The Jazz Discography is a print, CD-ROM, and online discography and sessionography of all categories of recorded jazz — and directly relevant precursors of recorded jazz from 1896.  The publisher, Lord Music Reference Inc., a British Columbia company, is headed by Tom Lord and is based in Chilliwack, British Columbia, Canada.  The initial 26 of 35 print volumes, which comprise the discography, were issued from 1992 to 2001 in alphabetic order.  In 2002, The Jazz Discography became the first comprehensive jazz discography on CD-ROM.

Scope 
The Jazz Discography covers all categories of jazz and other creative improvised music, including traditional, swing, bebop, modern, avant-garde, fusion, third stream, and others.  As of January 2008, the database contained 34,861 leaders, 181,392 recording sessions, 1,030,109 musician entries, and 1,077,503 tune entries.

Early listings 
There is an ongoing debate over when and where the word "jazz" became a common, commercial reference for the jazz genre, a genre that predates the word.  Bert Kelly (1882–1968), a banjoist and jazz club owner from Chicago, is known for having used the word "jass," on his Chicago venue marquee in 1914.  To resolve such vagaries, TJD Online allows users to search by year, beginning 1896.  The two listings of 1896 are the compositions of Scott Joplin, preserved on piano rolls — not performed by Joplin — but subsequently recorded many times.

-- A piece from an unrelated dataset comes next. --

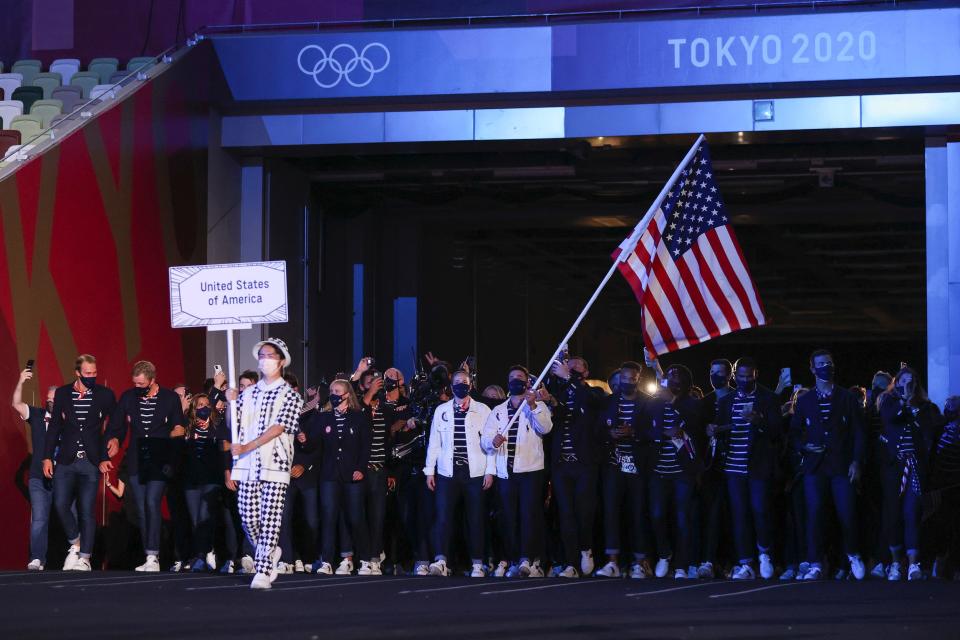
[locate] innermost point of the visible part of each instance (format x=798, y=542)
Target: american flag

There is a prevailing consensus that the first commercially released jazz recording was the "Livery Stable Blues" (third take), recorded on February 26, 1917, by the Original Dixieland Jass Band of New Orleans.

Sources 
Numerous data sources comprise the database. They include existing general and individual jazz discographies and international jazz periodicals. With initial mixed sentiment over some sources, reviewers observed that Lord borrowed heavily from, but expanded upon, the major comprehensive jazz discography work of Walter Bruyninckx, whose research was, and still is (as of 2013), ongoing. Sentiment grew mostly positive after the 26th printed volume was published.  Additional input has, and still is being received from recording companies and their catalogs and the issues of Cadence magazine covering many recordings not listed in other discographies. Individuals — particularly record collectors, musicologists, and jazz historians — have, and continue to provide data.

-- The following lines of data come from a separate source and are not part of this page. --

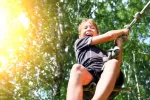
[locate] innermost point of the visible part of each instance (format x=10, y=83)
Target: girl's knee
x=113, y=65
x=76, y=69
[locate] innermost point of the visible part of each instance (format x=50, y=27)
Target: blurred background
x=37, y=45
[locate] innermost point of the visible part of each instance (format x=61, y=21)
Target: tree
x=36, y=57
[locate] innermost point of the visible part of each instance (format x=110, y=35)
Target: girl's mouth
x=88, y=34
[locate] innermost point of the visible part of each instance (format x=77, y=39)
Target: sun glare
x=3, y=23
x=24, y=20
x=14, y=24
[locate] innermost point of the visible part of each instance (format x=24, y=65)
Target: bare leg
x=107, y=80
x=79, y=76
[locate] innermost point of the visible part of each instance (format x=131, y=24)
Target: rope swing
x=90, y=90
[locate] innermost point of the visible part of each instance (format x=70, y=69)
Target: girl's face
x=88, y=29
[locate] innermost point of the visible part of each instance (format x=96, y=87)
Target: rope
x=136, y=17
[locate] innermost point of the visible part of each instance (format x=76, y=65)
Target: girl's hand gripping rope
x=126, y=33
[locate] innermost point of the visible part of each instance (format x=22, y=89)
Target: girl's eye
x=85, y=27
x=92, y=27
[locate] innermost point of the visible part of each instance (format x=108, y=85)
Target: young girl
x=90, y=62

Discography format and categories 
The project is organized alphabetically by bandleader, and within each individual entry, chronologically by recording session. For each session, it identifies track and album titles, personnel and instrumentation, location and date, and recording label and numbers. Indexes are organized alphabetically by musician and by tune title. The discography includes recording dates but excludes release dates.

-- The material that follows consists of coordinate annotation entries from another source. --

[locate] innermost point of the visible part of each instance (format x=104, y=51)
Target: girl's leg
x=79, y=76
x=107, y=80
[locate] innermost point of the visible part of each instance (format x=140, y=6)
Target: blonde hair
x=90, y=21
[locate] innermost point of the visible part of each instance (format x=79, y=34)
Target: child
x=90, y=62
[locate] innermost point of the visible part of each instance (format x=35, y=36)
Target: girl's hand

Limited data for cassette releases 
Some commercially available cassette releases have been included in The Jazz Discography, but the publisher makes no claim to completeness.

Publication sets 
The Jazz Discography (print)

About Tom Lord 
Before embarking on The Jazz Discography, Tom Lord had been a mechanical engineer and, later, an executive at a shipping container company.  Lord, together with Bob Rusch, founded Cadence Jazz Records in 1980, an offshoot of Cadence magazine. Lord financed the record label launch and was a silent partner. In the 1990s, Lord also indexed back issues of Cadence.